Photo vernaculaire vs photo véhiculaire
« Mon territoire est plutôt une géographie, celle de voyages personnels. Ce n’est pas le territoire des urbanistes ; ce n’est pas non plus le territoire des politiciens. C’est le territoire de quelqu’un qui marche à travers. » Guido Guidi, photographe italien.
Dans le face à face de ces deux expressions, nous remarquerons d’emblée que si le mot photo est commun aux deux expressions, les deux qualificatifs sont des antonymes qui laissent présupposer les différences fondamentales à l’œuvre.
Pour ce qui est de la photo vernaculaire, nous trouverons toute une littérature, des écoles et des figures emblématiques pour l’illustrer. Comme nous le constaterons, il n’en va pas de même pour la photographie véhiculaire, alors que le concept fonctionne symétriquement.
La prise en compte des dispositifs techniques est déterminante dans la définition des objets paysagers. Les images fixes ou animées impactent le problème de la représentation du paysage, et interrogent l’héritage du langage pictural qui conditionne encore notre perception. Les représentations du paysage articulent paysage/photographie vernaculaire, de même pour ce qui est de paysage/photographie véhiculaire.
La photo vernaculaire
Clément Chéroux, historien de la photographie, docteur en histoire de l’art et conservateur au Centre Pompidou, dans son dernier ouvrage Vernaculaires. Essais d’histoire de la photographie publiés aux éditions Le Point du jour délimite le domaine de la photo dite vernaculaire. Domaine dont les contours étaient jusqu’alors laissés aux bons soins de journalistes en mal de classification ou de photographes revendiquant ce qualificatif pour leur production. Il pose les difficultés avant d’aborder une définition par opposition :
«Bien qu’il soit possible de définir les traits caractéristiques de la photographie vernaculaire, elle demeure difficile à appréhender. Ceci probablement à cause du rapport d’ambiguïté, qu’elle entretient avec son autre, l’art — ou que celui-ci entretient avec elle.
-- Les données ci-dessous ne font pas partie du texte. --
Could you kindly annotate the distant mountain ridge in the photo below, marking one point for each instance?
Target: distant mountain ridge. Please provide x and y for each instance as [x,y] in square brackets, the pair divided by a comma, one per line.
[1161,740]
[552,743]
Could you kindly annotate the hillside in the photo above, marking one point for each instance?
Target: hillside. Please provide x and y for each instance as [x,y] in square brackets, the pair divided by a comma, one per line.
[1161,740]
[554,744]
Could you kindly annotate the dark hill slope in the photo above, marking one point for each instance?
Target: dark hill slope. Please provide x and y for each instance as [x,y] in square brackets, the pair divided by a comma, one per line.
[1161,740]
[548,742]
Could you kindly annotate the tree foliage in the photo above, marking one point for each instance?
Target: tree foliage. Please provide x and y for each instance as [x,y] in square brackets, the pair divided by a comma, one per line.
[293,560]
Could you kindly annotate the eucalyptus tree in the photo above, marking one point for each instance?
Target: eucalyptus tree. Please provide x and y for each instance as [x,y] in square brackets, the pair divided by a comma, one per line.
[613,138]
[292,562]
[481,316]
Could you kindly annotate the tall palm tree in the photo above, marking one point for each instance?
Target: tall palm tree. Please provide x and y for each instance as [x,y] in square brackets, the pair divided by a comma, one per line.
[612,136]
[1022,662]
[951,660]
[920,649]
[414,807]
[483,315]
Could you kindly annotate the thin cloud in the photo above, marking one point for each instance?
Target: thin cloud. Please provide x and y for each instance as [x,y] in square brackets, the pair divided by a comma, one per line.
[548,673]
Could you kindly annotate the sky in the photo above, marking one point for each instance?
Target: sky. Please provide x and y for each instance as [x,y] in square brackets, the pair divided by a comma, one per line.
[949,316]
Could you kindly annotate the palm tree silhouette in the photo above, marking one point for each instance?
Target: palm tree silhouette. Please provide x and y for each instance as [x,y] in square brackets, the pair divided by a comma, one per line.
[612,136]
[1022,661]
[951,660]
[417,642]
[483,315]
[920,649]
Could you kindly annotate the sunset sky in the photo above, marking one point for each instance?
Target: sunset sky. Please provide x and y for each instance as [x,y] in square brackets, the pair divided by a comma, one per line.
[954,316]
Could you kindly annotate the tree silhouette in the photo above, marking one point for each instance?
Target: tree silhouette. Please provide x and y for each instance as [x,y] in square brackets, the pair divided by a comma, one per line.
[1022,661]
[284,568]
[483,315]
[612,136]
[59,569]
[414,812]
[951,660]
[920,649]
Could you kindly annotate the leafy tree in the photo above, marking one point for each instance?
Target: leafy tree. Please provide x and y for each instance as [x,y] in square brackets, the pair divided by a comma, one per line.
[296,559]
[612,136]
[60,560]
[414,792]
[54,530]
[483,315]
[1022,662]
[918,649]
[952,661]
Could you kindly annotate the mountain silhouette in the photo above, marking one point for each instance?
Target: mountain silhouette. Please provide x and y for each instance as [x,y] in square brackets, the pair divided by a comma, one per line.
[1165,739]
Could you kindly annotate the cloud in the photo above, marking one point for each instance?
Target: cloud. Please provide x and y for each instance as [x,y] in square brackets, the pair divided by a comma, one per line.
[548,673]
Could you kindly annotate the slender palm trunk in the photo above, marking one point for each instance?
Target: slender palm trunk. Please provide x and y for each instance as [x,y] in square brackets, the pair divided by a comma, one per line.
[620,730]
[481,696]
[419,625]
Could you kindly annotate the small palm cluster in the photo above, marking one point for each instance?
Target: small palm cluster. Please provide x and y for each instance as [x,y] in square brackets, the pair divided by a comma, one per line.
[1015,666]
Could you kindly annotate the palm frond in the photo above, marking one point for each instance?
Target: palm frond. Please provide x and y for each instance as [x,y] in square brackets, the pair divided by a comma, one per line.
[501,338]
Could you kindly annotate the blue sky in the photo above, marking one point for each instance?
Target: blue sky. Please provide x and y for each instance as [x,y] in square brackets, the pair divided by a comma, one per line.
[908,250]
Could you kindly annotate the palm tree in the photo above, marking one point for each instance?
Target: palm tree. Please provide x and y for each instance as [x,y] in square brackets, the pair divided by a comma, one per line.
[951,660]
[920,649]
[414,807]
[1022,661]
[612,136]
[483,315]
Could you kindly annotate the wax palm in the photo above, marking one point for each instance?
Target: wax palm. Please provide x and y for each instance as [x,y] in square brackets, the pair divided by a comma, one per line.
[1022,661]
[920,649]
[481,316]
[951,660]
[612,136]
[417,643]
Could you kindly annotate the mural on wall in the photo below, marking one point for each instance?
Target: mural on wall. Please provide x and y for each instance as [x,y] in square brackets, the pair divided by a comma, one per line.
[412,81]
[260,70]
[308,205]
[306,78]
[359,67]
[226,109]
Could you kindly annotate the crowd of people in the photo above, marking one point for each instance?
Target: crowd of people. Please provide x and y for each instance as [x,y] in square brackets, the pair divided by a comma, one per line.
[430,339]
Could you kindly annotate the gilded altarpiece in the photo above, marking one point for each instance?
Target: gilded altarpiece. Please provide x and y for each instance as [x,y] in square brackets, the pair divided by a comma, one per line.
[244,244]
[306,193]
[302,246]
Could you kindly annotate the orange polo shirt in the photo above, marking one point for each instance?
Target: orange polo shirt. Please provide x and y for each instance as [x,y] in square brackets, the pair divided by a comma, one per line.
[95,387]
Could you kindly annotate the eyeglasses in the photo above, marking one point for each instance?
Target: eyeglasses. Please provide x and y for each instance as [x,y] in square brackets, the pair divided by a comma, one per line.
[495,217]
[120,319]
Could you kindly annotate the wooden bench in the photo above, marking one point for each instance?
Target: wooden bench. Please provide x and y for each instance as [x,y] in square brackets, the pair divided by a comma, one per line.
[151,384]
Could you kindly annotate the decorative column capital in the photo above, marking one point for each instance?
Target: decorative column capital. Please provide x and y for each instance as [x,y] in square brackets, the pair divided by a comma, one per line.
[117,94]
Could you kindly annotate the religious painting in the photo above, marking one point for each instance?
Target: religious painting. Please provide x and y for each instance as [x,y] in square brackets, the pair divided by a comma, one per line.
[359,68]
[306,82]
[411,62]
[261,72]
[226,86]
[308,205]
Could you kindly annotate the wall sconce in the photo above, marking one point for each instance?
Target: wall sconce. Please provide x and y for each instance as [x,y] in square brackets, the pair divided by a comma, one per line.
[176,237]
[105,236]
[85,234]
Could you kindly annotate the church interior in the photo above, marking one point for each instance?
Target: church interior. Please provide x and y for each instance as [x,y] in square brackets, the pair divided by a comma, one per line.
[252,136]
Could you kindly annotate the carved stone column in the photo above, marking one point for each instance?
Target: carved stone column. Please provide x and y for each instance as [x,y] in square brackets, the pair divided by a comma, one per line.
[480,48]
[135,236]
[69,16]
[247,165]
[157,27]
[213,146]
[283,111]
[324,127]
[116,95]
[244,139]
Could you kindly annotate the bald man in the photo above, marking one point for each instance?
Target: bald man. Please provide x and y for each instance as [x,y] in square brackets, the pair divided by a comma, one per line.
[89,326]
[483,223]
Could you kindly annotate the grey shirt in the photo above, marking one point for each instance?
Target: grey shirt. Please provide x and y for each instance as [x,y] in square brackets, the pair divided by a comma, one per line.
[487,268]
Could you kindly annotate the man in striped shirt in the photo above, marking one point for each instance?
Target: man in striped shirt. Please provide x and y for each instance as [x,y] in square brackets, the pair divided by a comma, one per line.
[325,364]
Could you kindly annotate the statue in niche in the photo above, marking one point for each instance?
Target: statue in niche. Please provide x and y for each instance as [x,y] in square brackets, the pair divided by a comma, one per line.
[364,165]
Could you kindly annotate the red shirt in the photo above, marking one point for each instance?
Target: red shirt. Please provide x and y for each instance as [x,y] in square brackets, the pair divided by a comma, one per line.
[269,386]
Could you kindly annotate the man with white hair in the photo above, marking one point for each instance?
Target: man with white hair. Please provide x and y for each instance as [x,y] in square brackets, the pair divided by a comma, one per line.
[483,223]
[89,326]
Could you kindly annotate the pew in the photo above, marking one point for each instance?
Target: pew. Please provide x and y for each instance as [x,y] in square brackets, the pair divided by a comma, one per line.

Il faut en effet comprendre que si la plupart des photographies utilitaires ou domestiques ont été produites sans vouloir artistique, cela ne veut pas dire pour autant qu’elles soient totalement dénuées de qualités esthétiques.
Il faut également préciser qu’une photographie utilitaire ne devient réellement vernaculaire qu’à partir du moment où elle perd sa valeur d’usage initial.
La photographie vernaculaire répond à un mode d’«inemploi», elle est définitivement ‘hors service’.»
Complétons cette définition par celle que Martin Parr développe dans une interview réalisée par Michel Guerrin pour le Monde : « La photo vernaculaire est celle qui a une valeur d’usage ou commerciale sans que l’on se pose la question de sa qualité propre : les photos des maisons jointes aux annonces d’agences immobilières, les catalogues de vente par correspondance ou de grands magasins, les cartes postales, les petites annonces illustrées dans la presse, les photos de mariage…
… Il y a donc une double dimension, nostalgique et patrimoniale dans une photo vernaculaire. En même temps, je déteste la nostalgie dans les images. L’intéressant à explorer se situerait entre la nostalgie et la sentimentalité.
En fait, la lecture d’une bonne photo vernaculaire est si ouverte qu’elle constitue une part d’exploration pour chacun de nous. Ainsi, une image me fascine aussi quand j’y trouve une forme similaire à celle d’un artiste. »
Le célèbre photographe anglais souligne une résistance qu’il situe dans sa détestation de la nostalgie dans les images.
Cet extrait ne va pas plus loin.